Peyper defends Bok Bomb Squad from criticism

Jaco Peyper. | Backpagepix

Jaco Peyper. | Backpagepix

Published Jul 9, 2024


Mike Greenaway

The Springboks’ refereeing advisor, Jaco Peyper, has poured cold water on the international criticism that the Springbok Bomb Squad is dangerous and not in the spirit of the game.

During the last World Cup, the Boks’ use of close to a second pack of forwards off the bench attracted criticism in some quarters, notably from former Scotland coach Matt Williams, and it has been revived after the Bomb Squad detonated in a set scrum late in the first Test at Loftus on Saturday to earn the Boks a penalty try.

Peyper pointed out that Ireland used a similar split between forwards and backs on the bench in this year’s Six Nations.

“I think the law is pretty clear you can do it,” Peyper said. “I don’t think that makes it dangerous. It makes it dangerous when players don’t drop their height into contact.
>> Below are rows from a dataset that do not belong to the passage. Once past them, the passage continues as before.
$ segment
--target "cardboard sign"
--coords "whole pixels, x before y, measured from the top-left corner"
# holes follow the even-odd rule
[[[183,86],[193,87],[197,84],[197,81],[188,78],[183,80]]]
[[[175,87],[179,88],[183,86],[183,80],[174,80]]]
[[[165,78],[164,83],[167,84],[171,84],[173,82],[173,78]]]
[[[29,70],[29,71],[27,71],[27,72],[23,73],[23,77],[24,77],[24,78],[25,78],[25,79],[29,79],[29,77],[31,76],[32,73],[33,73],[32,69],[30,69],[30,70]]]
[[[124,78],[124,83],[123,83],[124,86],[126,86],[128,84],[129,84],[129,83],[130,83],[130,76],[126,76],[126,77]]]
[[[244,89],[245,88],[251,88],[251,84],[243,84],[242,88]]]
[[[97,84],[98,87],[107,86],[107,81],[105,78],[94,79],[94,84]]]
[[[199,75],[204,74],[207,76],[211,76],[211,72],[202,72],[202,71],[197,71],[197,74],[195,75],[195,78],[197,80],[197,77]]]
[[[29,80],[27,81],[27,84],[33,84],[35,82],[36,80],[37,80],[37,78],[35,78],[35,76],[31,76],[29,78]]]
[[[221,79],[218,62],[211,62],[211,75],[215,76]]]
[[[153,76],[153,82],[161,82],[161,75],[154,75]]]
“It makes it dangerous when players take a risk in the air and don’t respect the other player in the air. I don’t think the Bomb Squad or a 6-2 split makes it dangerous. Ireland played with a 6-2 split three times in the Six Nations, nobody talked about them.

“I think it’s because it was effective. The safety of the game is determined by the shape of the game. Laws are made to protect players. A fresh pair of legs doesn’t make the game dangerous. I’ve seen a paper written by Dr Ross Tucker that says the risk of injury goes down when fresher players enter the pitch.”

Peyper was speaking at a media conference in Durban ahead of Saturday’s second Test and he gave his opinion on some of the calls made by referee Luke Pearce on Saturday. He denied that the Boks enjoyed the rub of the green.

“It’s factually based,” he said when asked about why Ireland wing James Lowe’s try was chalked off because of an earlier infringement at the breakdown.

“If you look at that try, two years ago in Dublin, Ireland scored a try from the exact same action where the hooker kicked the ball out of the breakdown and Ireland got the benefit of the doubt that day. This time it went the other way. It’s fact-proven and follows a process.”